Ori.livneh has uploaded a new change for review.

  https://gerrit.wikimedia.org/r/88009


Change subject: Add Icinga check for l10nupdate & drop !log-based alerts
......................................................................

Add Icinga check for l10nupdate & drop !log-based alerts

Localisation update is the only job that uses !log to issue alerts, to my
knowledge, and it does so indiscriminantly, spamming the server admin log with
both successes and failures. It's not clear to me that anyone takes its
failures very seriously, either. (The last run failed, for example.)

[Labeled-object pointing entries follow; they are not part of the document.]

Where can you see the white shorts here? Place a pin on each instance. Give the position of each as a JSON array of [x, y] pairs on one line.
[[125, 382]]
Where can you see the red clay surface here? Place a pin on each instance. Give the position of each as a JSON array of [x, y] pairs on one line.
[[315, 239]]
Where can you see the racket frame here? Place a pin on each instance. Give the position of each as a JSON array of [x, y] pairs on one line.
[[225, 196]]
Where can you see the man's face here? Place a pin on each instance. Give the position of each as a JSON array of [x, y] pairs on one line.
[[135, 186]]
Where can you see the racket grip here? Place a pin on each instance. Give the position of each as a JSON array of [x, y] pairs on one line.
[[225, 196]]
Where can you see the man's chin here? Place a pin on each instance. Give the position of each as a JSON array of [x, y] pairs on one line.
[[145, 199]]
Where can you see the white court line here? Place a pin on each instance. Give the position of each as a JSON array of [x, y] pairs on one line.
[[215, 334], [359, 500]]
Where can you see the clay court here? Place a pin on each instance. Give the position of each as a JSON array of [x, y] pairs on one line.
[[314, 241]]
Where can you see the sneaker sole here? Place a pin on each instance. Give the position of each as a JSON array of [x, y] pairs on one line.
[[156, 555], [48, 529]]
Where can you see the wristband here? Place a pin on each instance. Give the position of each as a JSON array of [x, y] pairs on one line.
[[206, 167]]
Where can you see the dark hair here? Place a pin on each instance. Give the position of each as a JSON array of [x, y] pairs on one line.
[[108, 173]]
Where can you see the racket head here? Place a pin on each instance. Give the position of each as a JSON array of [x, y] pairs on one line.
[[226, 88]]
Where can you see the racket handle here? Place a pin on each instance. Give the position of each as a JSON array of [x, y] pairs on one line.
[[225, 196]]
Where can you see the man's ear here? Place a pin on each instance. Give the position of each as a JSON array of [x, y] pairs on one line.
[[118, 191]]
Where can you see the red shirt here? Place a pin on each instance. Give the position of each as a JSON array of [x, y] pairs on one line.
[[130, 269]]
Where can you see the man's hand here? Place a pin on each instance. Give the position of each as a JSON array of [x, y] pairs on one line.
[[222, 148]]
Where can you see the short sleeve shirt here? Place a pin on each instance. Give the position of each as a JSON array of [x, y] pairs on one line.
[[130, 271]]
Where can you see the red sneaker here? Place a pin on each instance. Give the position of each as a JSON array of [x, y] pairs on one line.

This patch adds an Icinga plug-in that checks the status of the localisation
cache. It issues a WARNING if the caches are >26 hours old, and a CRITICAL if
over >50. The numbers were chosen because l10nupdate runs once a day and takes
some arbitrary fraction of an hour to complete, and because failures are (in my
anecdotal experience) typically given another shot to self-correct before being
debugged.

With the Icinga check in effect, it would not be necessary (or appropriate) for
l10nupdate to use the SAL, so this patch also updates l10nupdate-1 to echo
verbose log messages to standard out instead. (The l10nupdate cron job
redirects stdout to a log file.)

Change-Id: I6eca6c063319a2663bb25d76a92709103c9dd88a
---
A files/icinga/check_l10n_cache
M files/misc/l10nupdate/l10nupdate-1
M manifests/misc/deployment.pp
M templates/icinga/checkcommands.cfg.erb
4 files changed, 76 insertions(+), 12 deletions(-)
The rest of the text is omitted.